We asked whether (1) we could achieve anatomic restoration with the device, (2) specific complications were associated with this minimally invasive approach (particularly enhanced intraoperative blood loss, soft tissue complications, and iatrogenic neurovascular damage), and (3) function 3 years after trauma was comparable to that of established methods.

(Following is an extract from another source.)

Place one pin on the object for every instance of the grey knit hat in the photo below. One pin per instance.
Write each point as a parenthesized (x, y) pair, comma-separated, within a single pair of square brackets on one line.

We retrospectively reviewed 67 patients with dorsal pelvic injuries during a 7-year period. We evaluated the (1) reduction by grading the maximal displacement measured with three radiographic views, (2) the complications during the observation period, and (3) the function with a validated questionnaire (Pelvic Outcome Score) in all but five patients at least 3 years after trauma (mean, 37 months; range, 36–42 months).


At last followup we observed a secondary fracture displacement greater than 5 mm in one patient. The intraoperative blood loss was less than 50 mL in all patients. No neurovascular lesions occurred owing to implantation. Four patients had wound infections, one had loosening of a single pedicle screw, and one had an iatrogenic screw malpositioning. Thirty-five of the 62 patients achieved Pelvic Outcome Scores of either a maximum score or 6 of 7 points.


Our observations suggest TIFI is a reasonable alternative to other established fixation devices for injuries of the dorsal pelvic ring with minor risks of major blood loss or iatrogenic neurovascular damage.

Level of Evidence

Level IV, therapeutic study. See Guidelines for Authors for a complete description of levels of evidence.


Unstable pelvic ring fractures are severe injuries with a mortality rate of as much as 30%, mainly owing to hemorrhage or accompanying injuries [3, 37]. They usually are attributable to high-energy injuries [27, 38]. The majority of surviving patients consider their quality of life as mediocre or worse [7, 10, 17, 39], and the treatment often is challenging for the surgeon.

One report suggests invasive stabilization is important [13]. However, some surgical approaches for treatment of unstable posterior pelvic ring injuries have disadvantages: (1) anterior plate fixation of the sacroiliac joint places the L5 root at risk during dissection and implant placement, and tremendous blood loss [2, 8]; (2) posterior fixation with transiliac sacral bars that bridge the contralateral sacroiliac joint and cause discomfort in thin patients owing to prominent implants [4]; (3) posterior plate osteosynthesis (open or in a minimally invasive percutaneous technique), intraoperatively, correct bending of the plates is sometimes difficult to achieve and an extended approach for hardware removal might be necessary even in initial percutaneous techniques [19]; and (4) screw fixation of the sacroiliac joint (open or in a percutaneous technique) for which an experienced surgeon and high intraoperative fluoroscopic quality are essential [1, 30, 34]. One mechanical study suggests there are no differences in secondary fracture displacement among these techniques, and the best treatment remains controversial [42].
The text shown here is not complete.